How could Kagame government sitting in Kigali instantly determine the cause of death in Cape Town, 3,760 kilometers away? They may have its own reasons for attempting to preempt South Africa police investigation.

Kagame regime swiftly announced that the former Kagame guard killed in South Africa was a hijacker. How did the Rwanda government determine this in a matter of hours?

Camir Nkurunziza, a former General Paul Kagame’s bodyguard, was killed in South Africa on May 30, 2019. Instantly, the Kagame government, via the Minister of State for Foreign Affairs, Olivier Nduhungirehe, announced that Nkurunziza was killed while he was hijacking a vehicle in Cape Town, South Africa. As Minister Nduhungirehe explained:

”Camille Nkurunziza, a member of terrorist organizations RNC of Kayumba Nyamwasa then FLN of Callixte Nsabimana, was also a hijacker in South Africa. He was killed yesterday evening by the Goodwood Police while resisting arrest with a knife. Once a criminal, always a criminal.”

How could the government of Rwanda sitting in Kigali instantly determine the cause of death in Cape Town, 3,760 kilometers away? The Kagame government may have its own reasons for attempting to preempt South Africa police investigation. The Nkurunziza killing occurred five days after Kagame was in South Africa to attend President Cyril Ramaphosa’s inauguration on May 25, 2019. Is this coincidental? Most unlikely. It is widely known that whenever Kagame visits a country with a large Rwandan diaspora, he leaves behind operatives to terrorize folks opposed to his regime.
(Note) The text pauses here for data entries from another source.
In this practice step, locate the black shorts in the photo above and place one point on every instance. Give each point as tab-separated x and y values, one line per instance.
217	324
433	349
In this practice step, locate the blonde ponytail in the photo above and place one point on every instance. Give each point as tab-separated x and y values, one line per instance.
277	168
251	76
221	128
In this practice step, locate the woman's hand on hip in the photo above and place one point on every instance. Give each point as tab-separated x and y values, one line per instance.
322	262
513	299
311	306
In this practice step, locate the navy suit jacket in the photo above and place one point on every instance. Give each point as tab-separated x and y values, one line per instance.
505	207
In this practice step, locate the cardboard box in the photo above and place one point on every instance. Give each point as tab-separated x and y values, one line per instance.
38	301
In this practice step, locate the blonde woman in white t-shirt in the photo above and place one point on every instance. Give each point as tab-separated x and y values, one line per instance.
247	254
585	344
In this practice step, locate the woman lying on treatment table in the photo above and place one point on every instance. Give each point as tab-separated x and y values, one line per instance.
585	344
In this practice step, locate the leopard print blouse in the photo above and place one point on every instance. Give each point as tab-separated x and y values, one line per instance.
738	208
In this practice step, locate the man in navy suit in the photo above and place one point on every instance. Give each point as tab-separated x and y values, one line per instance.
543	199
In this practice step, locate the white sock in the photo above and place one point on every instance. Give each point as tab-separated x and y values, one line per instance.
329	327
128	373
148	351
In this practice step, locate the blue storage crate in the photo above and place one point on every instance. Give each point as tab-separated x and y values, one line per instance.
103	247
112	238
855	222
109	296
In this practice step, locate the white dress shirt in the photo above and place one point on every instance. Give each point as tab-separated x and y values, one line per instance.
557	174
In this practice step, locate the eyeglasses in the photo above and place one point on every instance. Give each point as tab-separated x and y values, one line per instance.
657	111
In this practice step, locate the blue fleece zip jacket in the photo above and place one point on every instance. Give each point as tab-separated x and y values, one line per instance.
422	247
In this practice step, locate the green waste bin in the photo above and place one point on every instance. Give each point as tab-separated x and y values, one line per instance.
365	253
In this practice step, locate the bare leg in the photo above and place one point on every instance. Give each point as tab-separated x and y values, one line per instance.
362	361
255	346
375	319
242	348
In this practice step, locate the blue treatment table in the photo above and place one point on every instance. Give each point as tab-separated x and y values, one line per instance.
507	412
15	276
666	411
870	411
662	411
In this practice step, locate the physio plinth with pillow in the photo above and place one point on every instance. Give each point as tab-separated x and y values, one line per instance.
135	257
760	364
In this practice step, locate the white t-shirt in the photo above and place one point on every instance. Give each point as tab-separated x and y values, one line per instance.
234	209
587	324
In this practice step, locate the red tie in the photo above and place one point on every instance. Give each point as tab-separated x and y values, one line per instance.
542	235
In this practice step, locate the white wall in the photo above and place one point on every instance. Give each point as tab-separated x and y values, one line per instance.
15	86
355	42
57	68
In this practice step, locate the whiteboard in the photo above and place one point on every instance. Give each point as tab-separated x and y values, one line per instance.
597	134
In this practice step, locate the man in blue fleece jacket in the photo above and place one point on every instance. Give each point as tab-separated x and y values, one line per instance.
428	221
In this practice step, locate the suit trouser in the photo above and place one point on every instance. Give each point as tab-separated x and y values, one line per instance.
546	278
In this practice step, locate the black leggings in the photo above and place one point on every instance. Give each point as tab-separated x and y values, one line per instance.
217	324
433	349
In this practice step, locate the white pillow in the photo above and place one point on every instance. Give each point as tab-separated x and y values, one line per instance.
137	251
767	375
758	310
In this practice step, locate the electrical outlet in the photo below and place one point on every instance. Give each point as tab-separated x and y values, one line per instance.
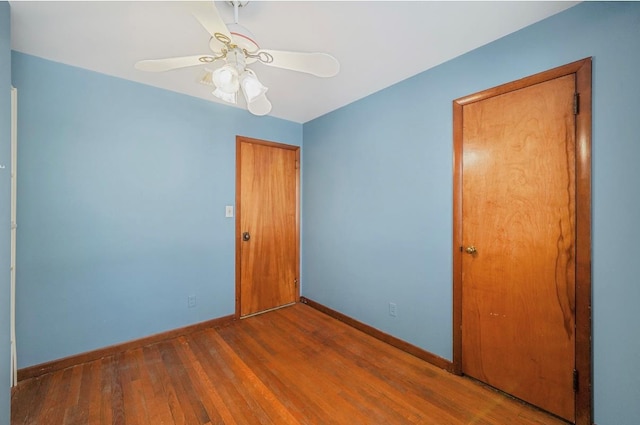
393	309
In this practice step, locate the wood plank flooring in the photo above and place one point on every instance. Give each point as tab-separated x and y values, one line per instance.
290	366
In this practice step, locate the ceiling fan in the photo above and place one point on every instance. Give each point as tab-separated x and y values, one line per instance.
235	47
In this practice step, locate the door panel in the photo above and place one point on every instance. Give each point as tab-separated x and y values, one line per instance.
267	212
518	211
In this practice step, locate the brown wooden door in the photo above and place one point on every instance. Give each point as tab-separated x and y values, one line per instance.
266	225
518	233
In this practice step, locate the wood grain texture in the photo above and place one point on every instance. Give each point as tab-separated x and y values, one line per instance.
518	297
59	364
583	329
295	365
382	336
267	206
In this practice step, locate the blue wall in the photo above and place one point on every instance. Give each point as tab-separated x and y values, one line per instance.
378	193
5	210
121	208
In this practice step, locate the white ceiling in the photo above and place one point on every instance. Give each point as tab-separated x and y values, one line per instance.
378	43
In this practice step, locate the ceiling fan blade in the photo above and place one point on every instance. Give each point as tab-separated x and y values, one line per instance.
260	106
318	64
161	65
207	14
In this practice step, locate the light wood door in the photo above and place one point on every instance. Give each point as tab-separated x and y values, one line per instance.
266	226
518	243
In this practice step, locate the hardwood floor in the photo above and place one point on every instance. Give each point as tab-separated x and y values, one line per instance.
289	366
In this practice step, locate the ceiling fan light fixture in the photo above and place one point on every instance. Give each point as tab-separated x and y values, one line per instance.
252	88
227	97
226	79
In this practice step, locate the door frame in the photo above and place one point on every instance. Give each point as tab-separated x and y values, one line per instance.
238	228
583	348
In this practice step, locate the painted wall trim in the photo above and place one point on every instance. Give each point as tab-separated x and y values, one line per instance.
382	336
78	359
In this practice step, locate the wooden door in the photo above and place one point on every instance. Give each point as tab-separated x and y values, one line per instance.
518	242
267	229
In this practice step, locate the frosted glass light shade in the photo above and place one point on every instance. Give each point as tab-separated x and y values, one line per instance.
252	88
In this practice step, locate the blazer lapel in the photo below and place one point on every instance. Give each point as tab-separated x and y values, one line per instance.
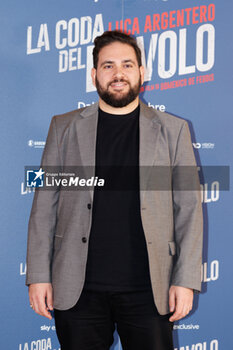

Nkuruziza was a determined critic of the Kagame regime, accusing the Rwandan ruler of silencing dissenting views. Nkurunziza is credited for starting a campaign against the constitutional amendment that enabled Kagame to cling to power beyond two terms. The South African authorities no doubt will be interested in this case. The death on South African soil of yet another Rwandan opposed to Kagame becomes another ugly milestone.

This latest death comes after four attempted assassinations of former Rwandan army chief of staff, General Kayumba Nyamwasa; and the assassination of Patrick Karegeya, the former Rwandan intelligence chief. The Karegeya case is still ongoing after the court determined that his killers are connected to the Kagame government, and must be tried in South Africa.